Bei den Gefährdungsbeurteilungen hat der Betriebsrat volles Mitbestimmungsrecht (§ 87 Abs. 1 Nr. 7 BetrVG). Betriebsräte im Organisationsbereich der EVG können hierbei auf die „VDV-Handlungshilfe zur Erfassung psychischer Belastungen bei der Durchführung von Gefährdungsbeurteilungen“ zurückgreifen. Ihr Kern ist eine Checkliste zur Analyse der Arbeitsplätze. Auch sind Schritte definiert, wie die Checkliste angewendet und ausgewertet wird. Das Verfahren wurde vom Verband Deutscher Verkehrsunternehmen (VDV) entwickelt. Der DB Konzern, der Konzernbetriebsrat der Deutschen Bahn sowie Wissenschaftler der TU Dortmund haben diese Methode für die Bahn angepasst.
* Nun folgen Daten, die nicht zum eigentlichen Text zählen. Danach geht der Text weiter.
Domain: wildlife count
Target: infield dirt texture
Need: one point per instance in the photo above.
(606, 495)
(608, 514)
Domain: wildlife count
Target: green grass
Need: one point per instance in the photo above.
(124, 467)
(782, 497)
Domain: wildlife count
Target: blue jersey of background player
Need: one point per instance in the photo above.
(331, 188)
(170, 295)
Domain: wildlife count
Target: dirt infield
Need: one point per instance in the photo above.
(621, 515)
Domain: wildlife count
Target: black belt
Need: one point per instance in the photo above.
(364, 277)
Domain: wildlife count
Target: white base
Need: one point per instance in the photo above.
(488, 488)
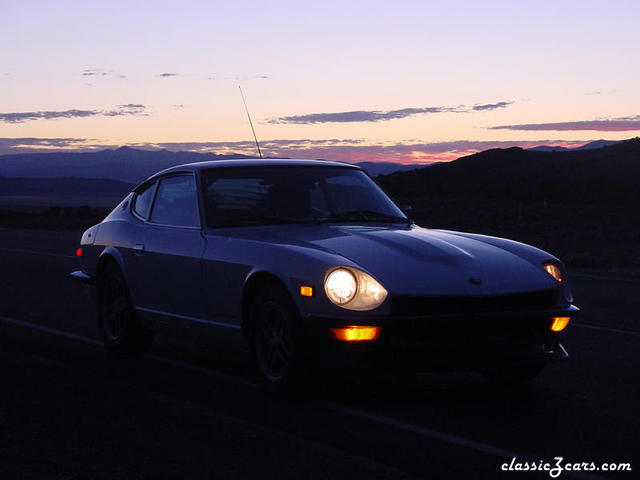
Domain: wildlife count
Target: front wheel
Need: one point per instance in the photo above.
(121, 330)
(512, 375)
(276, 339)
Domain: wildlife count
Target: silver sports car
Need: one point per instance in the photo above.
(315, 266)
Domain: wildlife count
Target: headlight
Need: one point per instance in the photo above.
(354, 290)
(554, 270)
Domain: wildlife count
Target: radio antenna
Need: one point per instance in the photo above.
(250, 122)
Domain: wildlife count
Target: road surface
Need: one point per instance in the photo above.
(189, 410)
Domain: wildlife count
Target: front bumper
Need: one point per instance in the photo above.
(441, 342)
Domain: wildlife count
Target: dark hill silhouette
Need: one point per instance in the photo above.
(603, 175)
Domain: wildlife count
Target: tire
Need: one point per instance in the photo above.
(276, 340)
(512, 375)
(119, 326)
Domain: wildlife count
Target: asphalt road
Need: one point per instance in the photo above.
(194, 410)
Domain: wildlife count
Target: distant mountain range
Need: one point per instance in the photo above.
(587, 146)
(127, 164)
(601, 170)
(593, 175)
Deshalb wird die Handlungshilfe auch „Verfahren DB“ genannt.
Die EVG hat die Entwicklung des Verfahrens begleitet und bietet interessierten Betriebsratsgremien Unterstützung an.
Uns war wichtig, dass schwarz auf weiß festgehalten wird, welche Mängel es gibt und was getan wird.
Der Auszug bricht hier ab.